• Informatique et TIC

    par brm_admin

    La nouvelle directive cybersécurité (Directive NIS) : un mal vraiment nécessaire ?

     

    L’arsenal juridique européen dans le domaine du numérique ne cesse de s’enrichir en cette année 2016, aussi convient-il  de ne pas oublier « la directive (UE) 2016/1148 du Parlement et du Conseil du 6 juillet 2016 relatives aux  mesures destinées à assurer un niveau élevé commun de sécurité des réseaux et des systèmes d’information dans l’Union ».

    • Objectif de la nouvelle législation

    Ce texte a pour objet d’établir « des mesures visant à assurer un niveau élevé commun de sécurité des réseaux et des systèmes d’information dans l’Union afin d’améliorer le fonctionnement du marché intérieur[1] ».  S’agissant des traitements des données à caractère personnel, la nouvelle directive se réfère pour l’instant à la directive 95/46/CE qui est appelée à disparaître au profit du Règlement général sur la protection des données personnelles[2].

    • Autorités visées par le texte

    Pour veiller à la bonne application de cette directive, chaque Etat membre devra désigner une autorité nationale compétente en matière de sécurité des réseaux et des systèmes d’information (l’ANSSI joue actuellement ce rôle en France) et un point de contact national unique en matière de sécurité des réseaux et des systèmes d’information (CERT-FR). Ces autorités disposeront de pouvoirs et de moyens nécessaires pour évaluer le respect, par les opérateurs de services essentiels et les fournisseurs de services numérique des obligations qui leur incombe en vertu de la directive.

    • Acteurs visés

    Le texte vise essentiellement deux types d’acteurs : les opérateurs de services essentiels[3] (notion qui se rapproche fortement de la notion française d’Opérateur d’importance vitale) et les fournisseurs de services numériques[4].

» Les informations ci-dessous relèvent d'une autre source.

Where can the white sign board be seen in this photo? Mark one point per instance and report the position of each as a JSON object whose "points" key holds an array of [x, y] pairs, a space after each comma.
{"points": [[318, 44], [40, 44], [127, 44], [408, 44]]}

    Avant tout, chaque acteur aura pour obligation d’identifier les risques susceptibles de menacer la sécurité de ses réseaux et des systèmes d’information qu’il utilise. Cette première démarche s’effectuera sans doute par le recours à des audits, des analyses d’impacts ou des tests d’intrusion… , toutes diligences qui correspondent déjà aujourd’hui aux bonnes pratiques et aux recommandations de la Cnil.

    Pour chacun de ces acteurs, la directive impose une obligation de sécurité et de notification des incidents[5].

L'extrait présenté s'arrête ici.